Picks and Pans Review: Easy Street
The Wright Brothers
Sorry, Philadelphia. Nashville is the city of brotherly love these days, at least for country music purposes. There is indeed something folksy and reassuring about performing families; it may be that the stability of such groups implies a sincerity in their music. These four fraternal organizations are all quite distinct. The Gatlins are the only group who have to deal with a star trip, but Larry has carried brothers Rudy and Steve with him, even as far as his sports clothes commercials, and their background harmonies continue to lend a special quality to his otherwise slick, standard vocal style. The Gatlins' current album (Columbia) includes their hit single from last fall, Houston (Means I'm One Day Closer to You), as well as the first tunes they've recorded that weren't written by Larry. This isn't a bad idea, since his songs can get tiresomely slick (When the Night Closes In is a zippy exception in this case). And the Walt Aldridge-Tom Brasfield number Not Tonight, I've Got a Heartache is always fun to hear.
The Maines are a seven-piece Texas band. Lloyd, Steve, Kenny and Donnie Maines are all from Lubbock, and two of their three sidekicks are Texans too. On High Rollin' (Mercury), their first mainstream LP, they sing and play with a lot of happy Western-swing touches—Richard Bowden's fiddle and mandolin are exemplary. They choose some witty material too, such as Kenneth Bell's, Terry Skinner's and J.L. Wallace's Louisiana Anna ("Double first cousin to hard-hearted Hannah/ heart so cold they should call her Amana"). Their ballads, such as You Are a Miracle, get a little treacly, but they're a good-time bunch.
While only two of the four Statlers—Don and Harold Reid—are brothers, the group has had only one personnel change in 20 years, and they still have a marvelously warm, rich sound. Harold, who sings bass, provides the foundation for the Statlers' music the way a great middle-linebacker anchors a defense in football. Atlanta Blue (Mercury) includes a sensibly emotional song by Don Reid about the breakup of a relationship, One Takes the Blame; a religious tune, One Size Fits All, which profits from the Statlers' gospel-based sound; and *HOLLY*WOOD*, which is full of corny puns. My Only Love lapses into florid overproduction, but the album also includes a long, delightful guitar solo by producer Jerry Kennedy on Give It Your Best—an instrumental touch that makes the boys' singing sound all the better.
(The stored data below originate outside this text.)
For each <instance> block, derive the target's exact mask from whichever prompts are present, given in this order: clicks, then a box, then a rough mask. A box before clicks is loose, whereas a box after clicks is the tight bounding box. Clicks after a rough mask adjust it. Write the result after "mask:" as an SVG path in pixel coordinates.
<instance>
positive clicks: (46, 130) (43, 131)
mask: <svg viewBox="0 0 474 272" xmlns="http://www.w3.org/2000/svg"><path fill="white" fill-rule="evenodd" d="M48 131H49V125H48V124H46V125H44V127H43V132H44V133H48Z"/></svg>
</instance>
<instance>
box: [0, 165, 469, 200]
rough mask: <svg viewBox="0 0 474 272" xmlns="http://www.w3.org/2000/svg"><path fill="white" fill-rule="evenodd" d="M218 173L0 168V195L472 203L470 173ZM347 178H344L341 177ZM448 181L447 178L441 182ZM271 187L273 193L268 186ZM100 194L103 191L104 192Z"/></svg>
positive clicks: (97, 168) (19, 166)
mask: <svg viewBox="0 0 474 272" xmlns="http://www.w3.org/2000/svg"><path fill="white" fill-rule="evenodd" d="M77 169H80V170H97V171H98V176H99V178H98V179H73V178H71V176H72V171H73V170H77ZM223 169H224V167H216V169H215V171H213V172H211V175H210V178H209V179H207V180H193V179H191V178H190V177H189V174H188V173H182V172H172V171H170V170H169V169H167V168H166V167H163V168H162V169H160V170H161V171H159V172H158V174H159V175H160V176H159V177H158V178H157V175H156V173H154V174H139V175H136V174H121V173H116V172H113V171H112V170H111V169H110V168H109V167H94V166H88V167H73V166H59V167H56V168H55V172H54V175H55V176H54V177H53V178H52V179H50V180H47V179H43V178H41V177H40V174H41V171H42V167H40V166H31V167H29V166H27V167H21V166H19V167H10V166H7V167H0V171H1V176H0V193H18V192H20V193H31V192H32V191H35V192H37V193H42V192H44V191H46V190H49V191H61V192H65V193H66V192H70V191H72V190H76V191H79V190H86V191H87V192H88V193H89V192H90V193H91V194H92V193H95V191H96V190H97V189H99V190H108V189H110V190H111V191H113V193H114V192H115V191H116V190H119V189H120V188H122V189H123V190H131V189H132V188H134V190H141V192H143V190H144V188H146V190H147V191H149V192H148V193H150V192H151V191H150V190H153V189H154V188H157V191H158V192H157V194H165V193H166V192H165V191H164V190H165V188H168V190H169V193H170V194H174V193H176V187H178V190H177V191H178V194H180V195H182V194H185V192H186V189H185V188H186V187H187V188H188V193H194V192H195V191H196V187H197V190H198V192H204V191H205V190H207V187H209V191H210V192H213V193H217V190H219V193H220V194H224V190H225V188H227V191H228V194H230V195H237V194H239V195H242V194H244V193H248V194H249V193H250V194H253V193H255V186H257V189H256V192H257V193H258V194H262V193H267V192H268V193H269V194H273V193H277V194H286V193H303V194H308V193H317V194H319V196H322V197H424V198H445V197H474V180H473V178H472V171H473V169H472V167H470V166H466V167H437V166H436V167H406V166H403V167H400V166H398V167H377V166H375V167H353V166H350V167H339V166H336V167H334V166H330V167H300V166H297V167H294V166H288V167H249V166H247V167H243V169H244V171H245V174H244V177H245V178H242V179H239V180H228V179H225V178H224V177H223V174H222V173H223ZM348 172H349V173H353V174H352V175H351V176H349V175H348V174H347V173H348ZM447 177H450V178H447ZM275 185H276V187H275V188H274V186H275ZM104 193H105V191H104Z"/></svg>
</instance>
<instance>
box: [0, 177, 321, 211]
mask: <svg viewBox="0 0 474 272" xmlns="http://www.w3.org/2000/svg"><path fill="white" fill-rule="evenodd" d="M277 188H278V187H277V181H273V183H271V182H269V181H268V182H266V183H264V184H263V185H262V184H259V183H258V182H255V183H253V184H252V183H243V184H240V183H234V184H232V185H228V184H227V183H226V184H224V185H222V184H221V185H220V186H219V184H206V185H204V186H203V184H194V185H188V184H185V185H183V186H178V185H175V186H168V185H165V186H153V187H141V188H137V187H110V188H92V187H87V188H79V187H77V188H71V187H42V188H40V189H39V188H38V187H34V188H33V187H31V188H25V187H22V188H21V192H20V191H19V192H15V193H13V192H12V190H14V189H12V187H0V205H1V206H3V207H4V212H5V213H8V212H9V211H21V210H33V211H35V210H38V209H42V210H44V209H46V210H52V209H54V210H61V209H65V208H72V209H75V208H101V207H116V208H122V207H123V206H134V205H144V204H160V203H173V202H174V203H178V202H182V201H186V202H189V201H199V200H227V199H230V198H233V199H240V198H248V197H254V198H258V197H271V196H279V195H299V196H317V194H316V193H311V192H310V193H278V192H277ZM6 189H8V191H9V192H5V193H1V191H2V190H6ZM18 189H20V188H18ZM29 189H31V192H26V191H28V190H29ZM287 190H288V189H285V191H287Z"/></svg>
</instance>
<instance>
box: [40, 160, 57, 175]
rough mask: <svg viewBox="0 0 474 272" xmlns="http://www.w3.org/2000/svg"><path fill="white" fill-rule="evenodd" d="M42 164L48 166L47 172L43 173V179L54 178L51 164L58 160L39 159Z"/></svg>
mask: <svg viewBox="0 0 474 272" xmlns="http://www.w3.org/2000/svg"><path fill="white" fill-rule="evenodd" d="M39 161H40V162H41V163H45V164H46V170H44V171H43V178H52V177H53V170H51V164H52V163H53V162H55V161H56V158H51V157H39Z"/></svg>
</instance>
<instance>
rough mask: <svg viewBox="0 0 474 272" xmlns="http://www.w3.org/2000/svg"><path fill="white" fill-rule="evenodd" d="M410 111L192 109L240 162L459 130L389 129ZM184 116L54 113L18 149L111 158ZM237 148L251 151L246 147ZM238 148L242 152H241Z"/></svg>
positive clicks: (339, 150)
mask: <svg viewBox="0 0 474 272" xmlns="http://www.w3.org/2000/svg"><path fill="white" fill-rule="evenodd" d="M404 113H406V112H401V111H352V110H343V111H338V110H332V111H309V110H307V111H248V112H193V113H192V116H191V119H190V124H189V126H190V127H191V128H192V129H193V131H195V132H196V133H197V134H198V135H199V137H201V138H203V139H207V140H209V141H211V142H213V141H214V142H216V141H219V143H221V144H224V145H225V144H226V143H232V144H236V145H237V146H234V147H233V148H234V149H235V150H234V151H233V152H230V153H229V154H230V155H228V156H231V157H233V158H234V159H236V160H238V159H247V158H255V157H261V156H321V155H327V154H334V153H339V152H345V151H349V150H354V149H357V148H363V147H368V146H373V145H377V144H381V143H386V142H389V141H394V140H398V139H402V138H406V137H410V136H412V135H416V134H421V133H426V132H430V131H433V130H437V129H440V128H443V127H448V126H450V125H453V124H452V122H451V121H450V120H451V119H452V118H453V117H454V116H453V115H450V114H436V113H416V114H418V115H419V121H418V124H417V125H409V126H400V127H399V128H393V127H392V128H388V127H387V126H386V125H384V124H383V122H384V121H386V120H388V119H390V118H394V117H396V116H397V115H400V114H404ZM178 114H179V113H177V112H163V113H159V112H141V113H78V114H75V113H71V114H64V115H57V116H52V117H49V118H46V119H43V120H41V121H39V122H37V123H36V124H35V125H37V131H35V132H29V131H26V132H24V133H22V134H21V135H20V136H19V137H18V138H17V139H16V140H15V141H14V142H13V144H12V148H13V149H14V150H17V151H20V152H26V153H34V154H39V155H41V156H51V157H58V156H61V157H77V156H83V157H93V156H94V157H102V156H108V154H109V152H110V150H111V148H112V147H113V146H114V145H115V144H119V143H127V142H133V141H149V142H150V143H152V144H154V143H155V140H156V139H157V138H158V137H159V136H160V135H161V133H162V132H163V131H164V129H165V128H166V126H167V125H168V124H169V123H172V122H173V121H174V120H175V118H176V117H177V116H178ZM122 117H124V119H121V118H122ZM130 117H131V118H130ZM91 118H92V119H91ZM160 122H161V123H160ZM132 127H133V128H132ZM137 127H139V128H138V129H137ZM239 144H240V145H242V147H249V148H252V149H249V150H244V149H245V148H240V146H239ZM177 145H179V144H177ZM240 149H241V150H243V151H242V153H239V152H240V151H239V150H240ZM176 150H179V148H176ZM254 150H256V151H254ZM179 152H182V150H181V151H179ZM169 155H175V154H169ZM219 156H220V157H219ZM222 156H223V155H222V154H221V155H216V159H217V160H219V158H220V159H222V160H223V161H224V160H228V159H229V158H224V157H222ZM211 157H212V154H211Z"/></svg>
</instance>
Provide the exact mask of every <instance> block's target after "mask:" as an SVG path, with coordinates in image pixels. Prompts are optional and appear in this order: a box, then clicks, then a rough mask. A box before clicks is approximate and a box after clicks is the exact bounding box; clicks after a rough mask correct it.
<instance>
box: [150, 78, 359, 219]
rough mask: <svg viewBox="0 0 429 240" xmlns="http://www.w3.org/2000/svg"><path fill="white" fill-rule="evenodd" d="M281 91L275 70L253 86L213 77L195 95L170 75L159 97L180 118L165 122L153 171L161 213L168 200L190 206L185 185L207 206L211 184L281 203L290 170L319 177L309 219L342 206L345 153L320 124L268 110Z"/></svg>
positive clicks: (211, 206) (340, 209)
The Wrights—Tom and Tim—as well as their partner, John Wesley McDowell III, are all from Indianapolis. Easy Street (Mercury) shows off their mild country-rock inclinations, with a rambunctious bluegrassy version of Eight Days a Week that may drive Beatles purists crazy even if it does have a let's-not-take-ourselves-too-seriously tone to it. Love's Slippin' Up on Me, by country pop master Bob McDill, and Dixie Road, by Mary Ann Kennedy, Pam Rose and Don Goodman, display a clean, commercial sound, and the band is backed up by an extended family of studio musicians. It's not all in the family, after all.